Fourth Court of Appeals San Antonio, Texas MEMORANDUM OPINION
No. 04-25-00494-CV
IN THE INTEREST OF B.H., a Child
From the 438th Judicial District Court, Bexar County, Texas Trial Court No. 2024-PA-00827 Honorable Lisa Jarrett, Judge Presiding
Opinion by: Irene Rios, Justice
Sitting: Irene Rios, Justice Adrian A. Spears II, Justice Velia J. Meza, Justice
Delivered and Filed: January 21, 2026
AFFIRMED
Appellant Mother appeals the trial court’s order terminating her parental rights to her child,
B.H. 1 In her sole issue, Mother challenges the sufficiency of the evidence supporting the trial
court’s finding that termination was in B.H.’s best interest. We affirm.
BACKGROUND
The Department became involved in the underlying case when Mother and B.H. both tested
positive for methamphetamines and THC when B.H. was born. The Department initially offered
1 To protect the identity of minor children in an appeal from an order terminating parental rights, we refer to the parents as “Mother” and “Father,” and we refer to the child using his initials or as “the child.” See TEX. FAM. CODE ANN. § 109.002(d); TEX. R. APP. P. 9.8(b)(2). The trial court’s order also terminated Father’s parental rights to B.H.; however, Father does not appeal. 04-25-00494-CV
Mother family-based safety services (“FBS”) to avoid removal. When Mother failed to engage
with FBS, the Department sought removal of the child.
On May 21, 2024, the Department filed a petition seeking termination of Mother’s parental
rights. The trial court held a bench trial on May 12, 2025. The trial court heard testimony from
Shanice Morris, the Department’s removal investigator; Cynthia Cruz, the Department’s
caseworker; Rachel Halm, the Department’s family specialist that was assigned to assist B.H.’s
foster family; Mother; Father; and B.H.’s maternal grandfather.
On July 16, 2025, the trial court signed an order terminating Mother’s parental rights to
B.H. The trial court terminated Mother’s parental rights based on statutory grounds (D), (E), (N),
and (O) in subsection 161.001(b)(1) of the Texas Family Code. See TEX. FAM. CODE ANN.
§§ 161.001(b)(1)(D), (E), (N), (O). The trial court also found it was in the children’s best interests
to terminate Mother’s parental rights. See id. § 161.001(b)(2). Mother appeals.
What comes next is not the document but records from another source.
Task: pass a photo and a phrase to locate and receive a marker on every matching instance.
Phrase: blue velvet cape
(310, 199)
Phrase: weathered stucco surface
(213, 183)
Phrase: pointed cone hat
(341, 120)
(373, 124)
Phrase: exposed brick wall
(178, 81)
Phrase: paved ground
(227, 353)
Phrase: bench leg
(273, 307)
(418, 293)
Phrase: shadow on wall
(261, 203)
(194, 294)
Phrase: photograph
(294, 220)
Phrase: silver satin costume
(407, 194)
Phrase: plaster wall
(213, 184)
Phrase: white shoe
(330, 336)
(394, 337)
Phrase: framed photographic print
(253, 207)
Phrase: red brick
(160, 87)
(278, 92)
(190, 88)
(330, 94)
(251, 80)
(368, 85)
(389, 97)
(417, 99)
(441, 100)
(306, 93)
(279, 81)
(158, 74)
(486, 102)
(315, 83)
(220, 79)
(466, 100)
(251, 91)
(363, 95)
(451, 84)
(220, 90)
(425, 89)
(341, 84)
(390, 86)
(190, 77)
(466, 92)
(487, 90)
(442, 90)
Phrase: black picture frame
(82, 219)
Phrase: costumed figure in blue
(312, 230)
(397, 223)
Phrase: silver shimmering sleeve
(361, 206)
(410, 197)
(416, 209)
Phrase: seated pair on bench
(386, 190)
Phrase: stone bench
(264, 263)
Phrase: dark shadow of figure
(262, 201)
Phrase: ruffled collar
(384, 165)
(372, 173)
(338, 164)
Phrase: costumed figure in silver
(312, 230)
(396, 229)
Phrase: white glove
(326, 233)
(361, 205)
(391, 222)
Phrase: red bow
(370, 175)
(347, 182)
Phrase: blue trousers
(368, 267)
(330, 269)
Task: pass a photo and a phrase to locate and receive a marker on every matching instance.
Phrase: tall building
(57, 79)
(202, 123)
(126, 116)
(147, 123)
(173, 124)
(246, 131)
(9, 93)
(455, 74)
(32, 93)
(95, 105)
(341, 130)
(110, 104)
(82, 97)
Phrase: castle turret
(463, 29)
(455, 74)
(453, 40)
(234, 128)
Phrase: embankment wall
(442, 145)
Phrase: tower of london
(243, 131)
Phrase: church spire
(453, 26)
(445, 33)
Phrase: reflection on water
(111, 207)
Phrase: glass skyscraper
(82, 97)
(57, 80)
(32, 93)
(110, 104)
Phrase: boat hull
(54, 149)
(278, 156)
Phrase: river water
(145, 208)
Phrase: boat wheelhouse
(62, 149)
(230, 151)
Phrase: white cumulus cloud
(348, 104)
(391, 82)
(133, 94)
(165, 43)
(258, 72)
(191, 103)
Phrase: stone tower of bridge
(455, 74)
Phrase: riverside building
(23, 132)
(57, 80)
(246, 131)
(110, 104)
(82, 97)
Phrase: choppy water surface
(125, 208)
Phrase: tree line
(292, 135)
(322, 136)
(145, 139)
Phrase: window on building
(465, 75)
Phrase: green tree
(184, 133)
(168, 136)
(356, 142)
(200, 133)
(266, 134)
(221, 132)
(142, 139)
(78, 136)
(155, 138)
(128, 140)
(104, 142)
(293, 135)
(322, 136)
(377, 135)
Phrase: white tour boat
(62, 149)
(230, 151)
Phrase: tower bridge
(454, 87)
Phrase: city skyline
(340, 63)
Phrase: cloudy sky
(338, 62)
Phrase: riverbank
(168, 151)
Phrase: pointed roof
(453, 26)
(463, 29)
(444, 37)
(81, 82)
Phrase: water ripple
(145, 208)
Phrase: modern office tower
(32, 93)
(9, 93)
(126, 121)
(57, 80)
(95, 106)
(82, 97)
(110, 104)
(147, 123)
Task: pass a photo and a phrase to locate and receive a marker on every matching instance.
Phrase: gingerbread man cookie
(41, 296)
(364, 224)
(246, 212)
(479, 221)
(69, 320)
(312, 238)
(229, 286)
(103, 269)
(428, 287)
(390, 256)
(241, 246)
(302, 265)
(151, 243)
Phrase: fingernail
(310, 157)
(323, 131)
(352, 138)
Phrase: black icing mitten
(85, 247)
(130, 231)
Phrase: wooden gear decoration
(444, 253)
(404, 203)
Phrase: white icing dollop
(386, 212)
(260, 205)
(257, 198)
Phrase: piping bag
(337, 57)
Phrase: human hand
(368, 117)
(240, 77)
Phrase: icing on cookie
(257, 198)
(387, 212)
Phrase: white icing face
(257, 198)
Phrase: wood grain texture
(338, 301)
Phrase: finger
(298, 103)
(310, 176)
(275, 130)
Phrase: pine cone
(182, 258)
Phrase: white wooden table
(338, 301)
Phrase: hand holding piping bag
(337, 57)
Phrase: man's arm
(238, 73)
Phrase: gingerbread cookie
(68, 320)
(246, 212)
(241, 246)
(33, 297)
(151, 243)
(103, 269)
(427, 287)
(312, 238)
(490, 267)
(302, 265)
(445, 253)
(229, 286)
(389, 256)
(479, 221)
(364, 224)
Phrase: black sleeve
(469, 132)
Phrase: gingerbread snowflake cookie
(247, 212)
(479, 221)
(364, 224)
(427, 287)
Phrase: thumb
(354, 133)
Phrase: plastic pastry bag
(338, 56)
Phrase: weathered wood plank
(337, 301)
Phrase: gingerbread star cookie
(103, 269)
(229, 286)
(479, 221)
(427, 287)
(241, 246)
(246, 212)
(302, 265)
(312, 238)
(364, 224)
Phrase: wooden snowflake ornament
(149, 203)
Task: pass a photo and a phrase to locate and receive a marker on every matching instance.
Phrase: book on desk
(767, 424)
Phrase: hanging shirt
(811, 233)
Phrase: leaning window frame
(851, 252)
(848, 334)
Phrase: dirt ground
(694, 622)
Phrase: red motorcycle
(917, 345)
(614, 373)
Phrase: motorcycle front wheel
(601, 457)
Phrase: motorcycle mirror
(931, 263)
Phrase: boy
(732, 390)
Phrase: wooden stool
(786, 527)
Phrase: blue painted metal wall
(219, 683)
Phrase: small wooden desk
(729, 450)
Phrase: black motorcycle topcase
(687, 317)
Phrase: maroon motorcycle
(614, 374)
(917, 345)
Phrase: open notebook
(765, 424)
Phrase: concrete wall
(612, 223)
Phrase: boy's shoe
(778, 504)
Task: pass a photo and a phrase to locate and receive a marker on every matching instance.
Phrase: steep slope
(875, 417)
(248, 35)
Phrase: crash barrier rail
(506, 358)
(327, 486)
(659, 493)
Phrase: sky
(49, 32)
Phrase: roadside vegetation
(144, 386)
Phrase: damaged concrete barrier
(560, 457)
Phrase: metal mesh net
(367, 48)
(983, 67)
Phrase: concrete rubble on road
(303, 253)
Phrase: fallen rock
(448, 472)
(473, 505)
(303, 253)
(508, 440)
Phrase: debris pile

STATUTORY REQUIREMENTS AND STANDARD OF REVIEW
To terminate parental rights pursuant to section 161.001 of the Texas Family Code, the
Department has the burden to prove by clear and convincing evidence: (1) one of the predicate
grounds in subsection 161.001(b)(1); and (2) that termination is in the best interest of the child.
TEX. FAM. CODE ANN. § 161.001(b). Clear and convincing evidence requires “proof that will
produce in the mind of the trier of fact a firm belief or conviction as to the truth of the allegations
sought to be established.” Id. § 101.007.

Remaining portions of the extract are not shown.